The words taste like a lie, and I hate that. Because if I’m being honest with myself, I think maybe I want more than just the hookup. Maybe I’m starting to catch feelings, and that’s a whole mess I’m not ready to deal with.
I slide off the bed, stretching my arms above my head. “I should probably head back to my room,” I say, trying to keep my tone light..”
Nico nods, agreeing. “Yeah, probably for the best.”
I step into my panties and pull on my oversized T-shirt, the fabric soft against my skin. Just as I’m about to head for the door, Nico rises and strides over to me. My eyes flick down, catching sight of his manhood, still heavy and long, hanging between his muscular thighs.

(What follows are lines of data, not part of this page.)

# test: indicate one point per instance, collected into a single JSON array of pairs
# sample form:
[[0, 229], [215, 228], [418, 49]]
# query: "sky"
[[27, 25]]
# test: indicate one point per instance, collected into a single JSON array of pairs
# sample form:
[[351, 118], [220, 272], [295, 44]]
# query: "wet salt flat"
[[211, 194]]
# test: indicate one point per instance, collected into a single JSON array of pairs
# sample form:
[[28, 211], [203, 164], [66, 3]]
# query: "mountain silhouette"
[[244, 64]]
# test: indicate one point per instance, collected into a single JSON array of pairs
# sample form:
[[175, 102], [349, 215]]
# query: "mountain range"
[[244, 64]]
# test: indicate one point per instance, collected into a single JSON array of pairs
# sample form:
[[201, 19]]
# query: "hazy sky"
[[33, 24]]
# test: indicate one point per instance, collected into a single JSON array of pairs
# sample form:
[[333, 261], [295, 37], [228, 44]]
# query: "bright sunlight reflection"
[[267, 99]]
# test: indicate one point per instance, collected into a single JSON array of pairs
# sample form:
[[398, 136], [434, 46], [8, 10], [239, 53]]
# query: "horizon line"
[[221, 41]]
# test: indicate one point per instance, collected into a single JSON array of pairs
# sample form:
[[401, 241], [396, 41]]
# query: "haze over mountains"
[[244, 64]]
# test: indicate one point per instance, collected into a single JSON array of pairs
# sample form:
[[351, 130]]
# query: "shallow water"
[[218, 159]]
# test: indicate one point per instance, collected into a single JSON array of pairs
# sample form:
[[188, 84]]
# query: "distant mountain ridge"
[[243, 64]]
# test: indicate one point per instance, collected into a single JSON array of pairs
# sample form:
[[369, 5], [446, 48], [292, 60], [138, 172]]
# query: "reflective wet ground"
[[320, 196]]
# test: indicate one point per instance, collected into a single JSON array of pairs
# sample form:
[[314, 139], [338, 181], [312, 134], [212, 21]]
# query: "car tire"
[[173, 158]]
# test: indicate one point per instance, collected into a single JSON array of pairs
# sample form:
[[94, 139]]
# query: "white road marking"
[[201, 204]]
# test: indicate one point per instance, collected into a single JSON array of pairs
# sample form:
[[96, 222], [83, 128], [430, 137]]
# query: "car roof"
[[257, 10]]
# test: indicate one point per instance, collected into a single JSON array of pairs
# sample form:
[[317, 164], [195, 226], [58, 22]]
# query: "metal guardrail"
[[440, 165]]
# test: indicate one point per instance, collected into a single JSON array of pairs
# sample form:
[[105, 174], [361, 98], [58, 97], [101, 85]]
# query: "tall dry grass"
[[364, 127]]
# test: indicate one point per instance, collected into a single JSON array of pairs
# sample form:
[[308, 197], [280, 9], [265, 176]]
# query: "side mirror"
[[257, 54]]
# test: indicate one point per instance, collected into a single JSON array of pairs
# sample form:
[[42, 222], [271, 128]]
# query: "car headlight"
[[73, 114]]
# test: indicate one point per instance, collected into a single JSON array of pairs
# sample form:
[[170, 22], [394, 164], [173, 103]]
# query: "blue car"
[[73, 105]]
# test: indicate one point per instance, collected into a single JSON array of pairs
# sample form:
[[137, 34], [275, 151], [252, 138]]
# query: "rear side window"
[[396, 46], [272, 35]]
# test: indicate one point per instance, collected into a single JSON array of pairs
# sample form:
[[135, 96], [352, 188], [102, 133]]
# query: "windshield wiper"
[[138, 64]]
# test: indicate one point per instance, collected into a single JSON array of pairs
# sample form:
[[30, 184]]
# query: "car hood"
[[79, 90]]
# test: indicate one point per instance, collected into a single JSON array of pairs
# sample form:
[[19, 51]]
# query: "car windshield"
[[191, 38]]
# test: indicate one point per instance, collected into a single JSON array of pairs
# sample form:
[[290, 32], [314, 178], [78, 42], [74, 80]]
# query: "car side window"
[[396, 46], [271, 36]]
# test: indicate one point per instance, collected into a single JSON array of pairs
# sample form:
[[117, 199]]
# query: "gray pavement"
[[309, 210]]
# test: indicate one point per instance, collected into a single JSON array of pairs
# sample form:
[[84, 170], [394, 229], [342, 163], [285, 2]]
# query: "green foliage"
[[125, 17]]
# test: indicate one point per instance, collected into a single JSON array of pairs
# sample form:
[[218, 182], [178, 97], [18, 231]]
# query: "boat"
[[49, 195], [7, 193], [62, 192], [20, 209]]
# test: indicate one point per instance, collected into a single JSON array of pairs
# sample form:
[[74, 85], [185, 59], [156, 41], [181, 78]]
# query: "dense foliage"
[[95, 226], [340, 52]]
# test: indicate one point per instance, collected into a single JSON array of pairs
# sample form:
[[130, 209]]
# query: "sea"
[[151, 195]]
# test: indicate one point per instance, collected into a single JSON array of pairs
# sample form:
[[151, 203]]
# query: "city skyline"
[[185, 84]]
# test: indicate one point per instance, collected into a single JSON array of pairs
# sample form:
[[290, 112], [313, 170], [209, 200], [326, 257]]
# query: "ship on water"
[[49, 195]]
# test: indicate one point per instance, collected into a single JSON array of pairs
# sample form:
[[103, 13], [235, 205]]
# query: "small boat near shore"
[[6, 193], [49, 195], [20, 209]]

He puts his hands on my hips and pulls me close, his touch sending a shiver up my spine. “I’m still really enjoying this, you know. But if you’re not…”
I cut him off, flashing a quick smile. “No, I am. For real.”

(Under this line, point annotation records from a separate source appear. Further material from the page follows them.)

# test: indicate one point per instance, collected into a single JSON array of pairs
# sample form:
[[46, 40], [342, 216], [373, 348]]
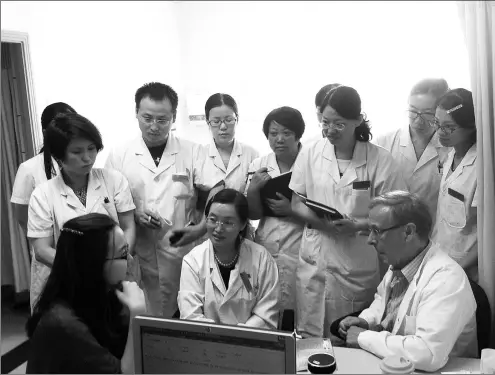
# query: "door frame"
[[22, 38]]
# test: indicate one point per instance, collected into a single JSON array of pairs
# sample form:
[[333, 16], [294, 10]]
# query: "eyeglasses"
[[379, 232], [228, 121], [151, 120], [284, 134], [214, 223], [425, 116], [124, 254], [340, 126], [447, 129]]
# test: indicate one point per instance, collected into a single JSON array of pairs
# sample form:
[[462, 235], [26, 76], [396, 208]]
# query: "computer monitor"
[[172, 346]]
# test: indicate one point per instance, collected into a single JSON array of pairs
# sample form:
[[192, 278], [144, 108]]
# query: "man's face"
[[386, 236], [155, 120]]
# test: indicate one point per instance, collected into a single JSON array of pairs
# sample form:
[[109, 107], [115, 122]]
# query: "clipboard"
[[321, 210], [279, 184]]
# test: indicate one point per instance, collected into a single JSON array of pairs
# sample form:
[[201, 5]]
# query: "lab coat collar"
[[407, 301], [272, 164], [235, 157], [243, 265], [235, 283], [215, 275], [431, 151], [359, 158], [406, 145], [468, 160], [92, 195], [168, 156]]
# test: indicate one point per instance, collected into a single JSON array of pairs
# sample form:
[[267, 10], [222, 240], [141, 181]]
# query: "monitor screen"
[[184, 351]]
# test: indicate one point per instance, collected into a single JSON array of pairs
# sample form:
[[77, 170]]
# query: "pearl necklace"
[[226, 265]]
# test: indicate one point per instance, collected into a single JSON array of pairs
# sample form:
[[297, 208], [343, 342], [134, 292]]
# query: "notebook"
[[320, 209], [279, 184]]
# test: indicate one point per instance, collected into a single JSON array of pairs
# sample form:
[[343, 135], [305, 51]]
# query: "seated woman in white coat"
[[229, 279], [456, 226], [279, 231], [36, 170], [79, 189]]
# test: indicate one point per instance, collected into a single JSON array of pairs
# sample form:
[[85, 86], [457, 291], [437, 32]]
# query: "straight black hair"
[[347, 103], [219, 99], [77, 277], [66, 127], [232, 196], [49, 113], [157, 92]]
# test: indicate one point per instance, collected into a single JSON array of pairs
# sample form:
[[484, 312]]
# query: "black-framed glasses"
[[228, 121], [123, 256], [425, 116], [338, 126], [150, 120], [215, 222], [447, 129], [379, 232]]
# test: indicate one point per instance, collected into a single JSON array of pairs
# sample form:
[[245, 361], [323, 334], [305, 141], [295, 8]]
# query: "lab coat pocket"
[[455, 215], [310, 245], [181, 186], [409, 325], [267, 242], [247, 300], [359, 202]]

He leans in, kissing me slow and deep, the kind of kiss that makes my knees weak and my brain forget all the reasons I should be keeping my distance. It’s the kind of kiss that makes me think I’d put up with anything just to be close to him like this.
When he finally pulls away, he gives me a playful swat on the ass, and I can’t help but giggle. “See you in the morning,” he says, his voice low and warm.

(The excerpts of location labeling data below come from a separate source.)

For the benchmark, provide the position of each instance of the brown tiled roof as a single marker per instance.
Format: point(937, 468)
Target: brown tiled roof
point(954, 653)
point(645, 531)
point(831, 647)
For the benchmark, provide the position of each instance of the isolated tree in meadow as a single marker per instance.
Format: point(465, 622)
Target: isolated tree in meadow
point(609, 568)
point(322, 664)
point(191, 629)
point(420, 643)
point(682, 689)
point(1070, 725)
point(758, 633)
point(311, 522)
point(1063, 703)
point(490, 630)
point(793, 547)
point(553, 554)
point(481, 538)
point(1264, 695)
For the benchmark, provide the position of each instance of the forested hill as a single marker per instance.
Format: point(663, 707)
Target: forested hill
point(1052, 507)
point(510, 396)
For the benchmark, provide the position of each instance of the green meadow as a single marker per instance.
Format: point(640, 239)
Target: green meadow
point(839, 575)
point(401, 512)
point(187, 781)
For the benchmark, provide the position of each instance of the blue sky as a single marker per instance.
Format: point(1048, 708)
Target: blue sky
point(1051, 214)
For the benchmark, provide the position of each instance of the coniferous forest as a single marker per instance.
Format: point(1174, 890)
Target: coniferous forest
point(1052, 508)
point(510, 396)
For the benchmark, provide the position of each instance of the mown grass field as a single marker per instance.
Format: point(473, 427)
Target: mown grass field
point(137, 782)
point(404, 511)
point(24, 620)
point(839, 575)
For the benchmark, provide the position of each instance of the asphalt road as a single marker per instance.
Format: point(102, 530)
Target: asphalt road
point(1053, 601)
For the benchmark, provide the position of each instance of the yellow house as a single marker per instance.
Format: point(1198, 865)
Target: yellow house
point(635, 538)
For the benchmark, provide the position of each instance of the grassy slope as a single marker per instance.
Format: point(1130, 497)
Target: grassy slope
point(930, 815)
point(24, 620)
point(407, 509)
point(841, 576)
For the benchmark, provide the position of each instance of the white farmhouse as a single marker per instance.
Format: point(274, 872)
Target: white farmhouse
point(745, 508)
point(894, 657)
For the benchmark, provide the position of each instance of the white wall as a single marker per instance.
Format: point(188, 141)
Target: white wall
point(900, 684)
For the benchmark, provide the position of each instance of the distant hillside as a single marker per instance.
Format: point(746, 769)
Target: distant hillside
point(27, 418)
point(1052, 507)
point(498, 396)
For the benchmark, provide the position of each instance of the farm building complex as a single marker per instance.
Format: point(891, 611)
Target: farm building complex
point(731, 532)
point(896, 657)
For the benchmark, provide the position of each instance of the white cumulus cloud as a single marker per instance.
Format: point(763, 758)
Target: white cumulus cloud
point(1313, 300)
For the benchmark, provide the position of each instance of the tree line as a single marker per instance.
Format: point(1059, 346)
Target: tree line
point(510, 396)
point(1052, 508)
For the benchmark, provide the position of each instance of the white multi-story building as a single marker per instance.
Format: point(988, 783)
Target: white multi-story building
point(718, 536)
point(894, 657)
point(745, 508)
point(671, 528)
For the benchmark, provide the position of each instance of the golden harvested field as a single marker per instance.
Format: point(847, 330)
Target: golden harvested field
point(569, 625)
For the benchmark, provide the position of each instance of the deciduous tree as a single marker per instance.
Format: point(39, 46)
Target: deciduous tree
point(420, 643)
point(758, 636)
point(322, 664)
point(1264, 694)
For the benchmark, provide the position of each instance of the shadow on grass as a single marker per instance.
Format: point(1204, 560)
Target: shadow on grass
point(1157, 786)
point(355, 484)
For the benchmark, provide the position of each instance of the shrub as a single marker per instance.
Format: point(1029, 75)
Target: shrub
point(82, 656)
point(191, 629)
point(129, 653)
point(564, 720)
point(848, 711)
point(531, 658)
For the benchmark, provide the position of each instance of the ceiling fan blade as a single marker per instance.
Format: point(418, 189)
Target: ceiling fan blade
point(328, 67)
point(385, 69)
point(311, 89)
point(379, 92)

“What are you in the mood for, breakfast-wise?”
He grins, that cocky smile I can’t get enough of. “Surprise me.”
I slip out of his room, my heart doing a weird little dance in my chest as I head back to mine.
I make my way down the hallway, tiptoeing like I’m sneaking out after curfew. Already, I miss Nico’s warmth, the way he makes me feel all melty inside. It’s kind of pathetic, honestly, but I can’t help it.
When I slip into my room and shut the door behind me, my mind starts racing. It’s been three weeks since this whole thing started, and somehow, Nico and I have managed to fuck in just about every room in this damn house. And the wild part? I crave him more every day, like I’m addicted or something.
Honestly, it’s low-key terrifying.
I’ve been poking at him, trying to get a read on where his head’s at, if maybe he wants more than just the physical. But every time, he throws up this massive stone wall. He’s got that whole emotionally unavailable vibe down to a science. It’s maddening, and I’m not even sure what I’m hoping for. Do I really want more? Or am I just getting too caught up in all this?
I flop down on the bed, staring up at the ceiling, my thoughts swirling around. I’m almost a month into this gig, and I can’t help but wonder—what’s month two going to look like? More of the same? Or is something going to change?
Before I can dive too deep into that mess, a wave of nausea hits me out of nowhere, making my stomach churn. What the hell?
I bolt to the bathroom, dropping to my knees just in time to hurl everything in my stomach.
This isn’t the first time I’ve felt queasy out of nowhere this week, but it’s the first time I’ve actually thrown up. I sit back on my heels, wiping my mouth with the back of my hand, trying to figure out what’s going on.
Tomorrow’s Monday, and thankfully, I’ve got the afternoon off. Ms. M’s taking the twins to the pediatrician for their checkup after preschool, so maybe I can squeeze in a visit to my own doctor – after my lunch date with Kendall, of course.
Last thing I need is to be too sick to work. I can’t let anything mess up this job—Nico or no Nico.
I take a deep breath, trying to steady myself as I get up from the floor. Whatever this is, I just need to handle it. I glance in the mirror, my reflection looking a little more pale and tired than usual. I shake it off, deciding that tomorrow, I’m going to get to the bottom of whatever’s going on.